This also repeated its self in his offer threads and had to be told to stop making continuous updates like "I tied my shoes today", "I updated the server today", etc. (I am just fabricating examples, but the reality is it was a bunch of useless posts to keep his thread from sinking).  He was warned about doing this a few different times throughout his stay and each time ignored the moderators and continued to do the same (I know because, honestly, I was probably one of the people flagging them).

If I actually thought the kid had something to contribute here I would be all for unbanning him.  However, if the past dictates anything about the future we would just have more useless drivel posts about:

1. what he ate for lunch

2. what new package he installed on a server (and he's proud of him self)

3. complaining that he had his server terminated and refunded in poor grammar most likely because these same tactics he uses here he has probably tried with providers who have also decided they won't put up with his crap.

4. Other non-productive/unhelpful input/complaints in poor grammar

Hey, I am all for a second chance, but in that same breathe if he is given another chance here he better take it seriously and stop these immature antics.  I am all for being supportive of people who have learning challenges or need extra help understanding things, but there is also a line where if the person doesn't want to listen and consider the answers given as well as follow the forum rules that it becomes pointless to continue to beat your head against the wall trying to help them.

If you truly think he is innocent or the victim in all of this though, you really should put down the pipe your smoking and come back at this with a clear mind, because he is not innocent or a victim of anything but his own decisions.

my 2 cents.

Cheers!


----------



## 24/7/365 (Sep 5, 2014)

I'm pretty new here. I don't often post much in drama threads because I prefer to avoid them.

A lot of these over at the LE* end up as childish bickering and end up making the entire industry looking childish.

One of the main reasons I joined here was because the tone was friendlier and everyone seemed to be helpful.
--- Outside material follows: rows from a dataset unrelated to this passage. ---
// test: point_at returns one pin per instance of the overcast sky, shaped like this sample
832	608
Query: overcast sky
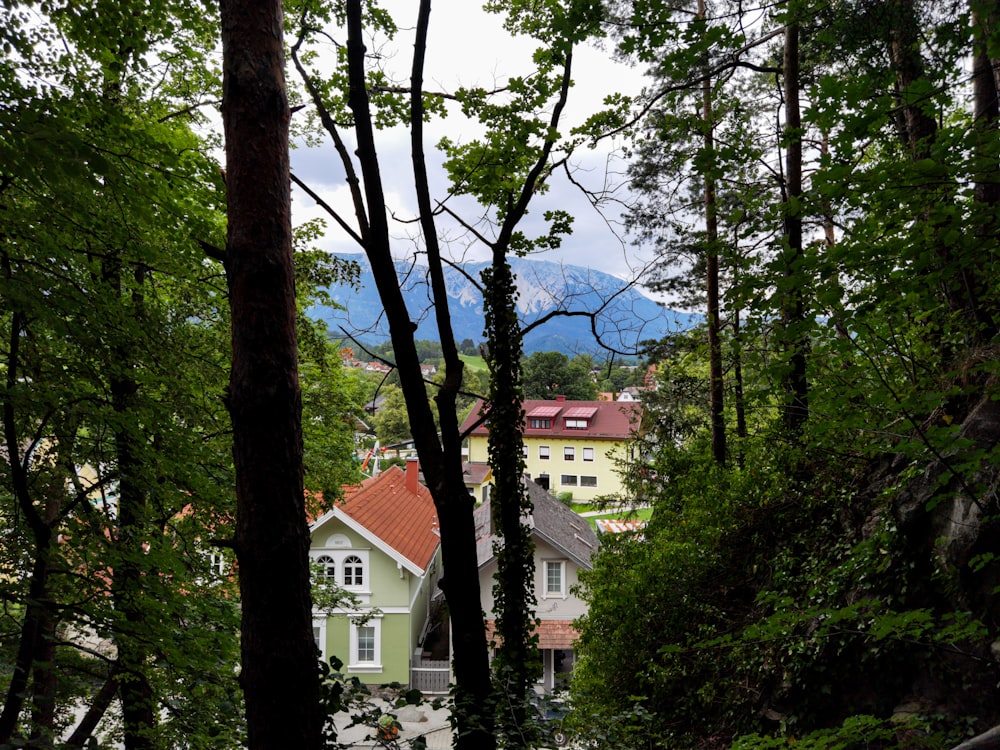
469	47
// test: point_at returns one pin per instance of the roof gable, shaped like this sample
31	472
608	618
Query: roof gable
401	522
550	520
605	420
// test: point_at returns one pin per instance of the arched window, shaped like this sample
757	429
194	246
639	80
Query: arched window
354	574
329	565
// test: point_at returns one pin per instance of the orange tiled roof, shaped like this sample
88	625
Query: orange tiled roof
400	517
608	420
551	633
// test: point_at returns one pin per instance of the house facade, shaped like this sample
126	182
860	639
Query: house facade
564	544
571	447
382	545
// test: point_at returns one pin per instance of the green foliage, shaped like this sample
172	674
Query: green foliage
551	374
341	695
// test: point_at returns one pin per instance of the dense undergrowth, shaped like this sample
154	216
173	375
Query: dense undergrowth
836	609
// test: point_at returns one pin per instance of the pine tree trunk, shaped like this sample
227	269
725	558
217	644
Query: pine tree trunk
716	395
797	342
279	671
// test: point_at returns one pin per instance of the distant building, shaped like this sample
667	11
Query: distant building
564	543
570	446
I really hope we don't descend into cliquey, protectionist, ego stroking anarchy. For that there's a wide variety of forums/IRC channels to join but as I say, I'm new here so what do I know?


----------



## mojeda (Sep 5, 2014)

toadyus said:


> @HalfEatenPie
> 
> I don't see how you can say "*we **came to an unanimous decision to remove him*" when one mod is "*on the fence*" and the other was "*not keen on a ban*". From the details taken from the posts above it looks like it was a 1/3 vote to me and unless I'm seeing things different Matthews last offer was on August 13 and his new one was on September 3rd so unless you've deleted his others offers I don't see how he was "Spamming"!
> 
> ...


If you're talking about mtw, he was by no means new to this community. He has been here for quite a while and many people attempted to assist him in his adventure and he kinda brushed it all off.


----------



## drmike (Sep 5, 2014)

_*In Re Fran's comments:*_

I'll let this thread continue and continue with my work day.   But, I wanted to note that we should and must do better than those other sites.   Just because someone is ban prone elsewhere shouldn't mean their path here is more of that. Other sites as we know are rather random on bans, fail to document why people just disappear, etc.  They are far from being TRANSPARENT, and that's something I hope continues here - TRANSPARENCY (even if I don't like the outcomes I can respect the decisions under such).
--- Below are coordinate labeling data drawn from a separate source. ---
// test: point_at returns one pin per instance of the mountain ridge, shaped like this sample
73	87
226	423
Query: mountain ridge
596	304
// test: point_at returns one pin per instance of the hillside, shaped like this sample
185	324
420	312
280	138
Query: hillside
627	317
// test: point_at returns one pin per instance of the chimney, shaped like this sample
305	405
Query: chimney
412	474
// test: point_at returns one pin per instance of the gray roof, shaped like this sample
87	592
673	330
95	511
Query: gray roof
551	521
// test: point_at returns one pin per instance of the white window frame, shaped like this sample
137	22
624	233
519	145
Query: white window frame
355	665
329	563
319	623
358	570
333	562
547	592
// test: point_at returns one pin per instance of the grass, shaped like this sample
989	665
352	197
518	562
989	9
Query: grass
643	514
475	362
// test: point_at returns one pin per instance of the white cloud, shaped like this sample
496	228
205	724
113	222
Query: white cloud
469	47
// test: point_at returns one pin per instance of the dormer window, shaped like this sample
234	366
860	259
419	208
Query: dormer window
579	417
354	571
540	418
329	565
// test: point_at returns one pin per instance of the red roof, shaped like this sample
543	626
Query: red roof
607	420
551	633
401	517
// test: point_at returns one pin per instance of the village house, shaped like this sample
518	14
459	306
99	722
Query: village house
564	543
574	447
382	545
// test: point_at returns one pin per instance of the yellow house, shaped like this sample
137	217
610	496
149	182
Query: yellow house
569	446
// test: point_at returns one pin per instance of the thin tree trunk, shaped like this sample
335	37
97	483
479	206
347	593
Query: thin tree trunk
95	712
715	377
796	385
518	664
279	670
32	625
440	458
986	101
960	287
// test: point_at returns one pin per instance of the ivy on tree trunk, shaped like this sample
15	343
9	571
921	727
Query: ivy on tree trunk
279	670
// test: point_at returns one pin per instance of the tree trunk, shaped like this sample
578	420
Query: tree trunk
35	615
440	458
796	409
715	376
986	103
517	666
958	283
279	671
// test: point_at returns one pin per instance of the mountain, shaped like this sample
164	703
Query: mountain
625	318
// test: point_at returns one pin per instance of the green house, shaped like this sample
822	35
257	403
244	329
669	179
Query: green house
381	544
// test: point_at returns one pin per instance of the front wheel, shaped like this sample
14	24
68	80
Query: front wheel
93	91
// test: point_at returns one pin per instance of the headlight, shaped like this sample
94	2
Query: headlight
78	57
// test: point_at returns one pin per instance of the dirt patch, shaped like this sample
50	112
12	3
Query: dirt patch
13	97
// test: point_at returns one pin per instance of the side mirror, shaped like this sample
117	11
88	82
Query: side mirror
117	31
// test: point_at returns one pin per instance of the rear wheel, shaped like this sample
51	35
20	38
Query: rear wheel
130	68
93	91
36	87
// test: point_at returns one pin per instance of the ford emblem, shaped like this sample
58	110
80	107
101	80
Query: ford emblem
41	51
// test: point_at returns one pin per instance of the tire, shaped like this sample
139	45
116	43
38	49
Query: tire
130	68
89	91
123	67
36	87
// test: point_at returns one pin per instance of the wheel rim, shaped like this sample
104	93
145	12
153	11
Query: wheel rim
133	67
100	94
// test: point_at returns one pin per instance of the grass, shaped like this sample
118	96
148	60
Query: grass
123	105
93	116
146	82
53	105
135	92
_*"He's (perma?)banned from LET for instructing GVH_Jon on the best way to slice open
his wrists to make sure there wasn't a chance he'd try to use the same bullshit lie to get out of the frying pans."*_

I am indifferent about the suicide topic.  I believe in individual rights and free will, even when such conduct goes against the morale "majority" in a community or larger society.  Letting the amateurs and first timers go about self inflicted injury all wrong is cruel.   Failure isn't usually some come to the light experience either. Afterall, who am I to judge the pain of another and dictate they must continue.  One mans minor ache is another mans basis for lunacy.  Yet I still feel horrible when these events occur.

Grounds though to ban someone?  Maybe temporarily for not being the sort of conduct the ownership wants in such community.  But bigger picture almost always to shed any perceived liability by law later.  "We do not condone... we banned such person". Banning him temporarily for legal protectionism reasons, sure I buy that.

We ought to look at GVH_Jonny and how long he has been banned and consider letting him return.  I believe in second chances, I know most folks here feel the same.  The lingering as-is one-strike policy is troubling (absent such a person stealing, victimizing customers, engaging in conduct that is clearly illegal in society).

Now we must remember, at face value, mtwiscool is if anything disabled.   In my world, I'd consider him a functioning autistic.  He's prone to doing things that run afoul of norms.  He's prone to momentum outbursts or blips of naughty behavior.  His conduct has improved in passing months, regardless of who or what is influencing it.

I don't want to sound like a sissy wanker and the PC bullshit where some groups are given "special" rights.  At the same time I don't want some of us looking like bullies (another beat up social topic).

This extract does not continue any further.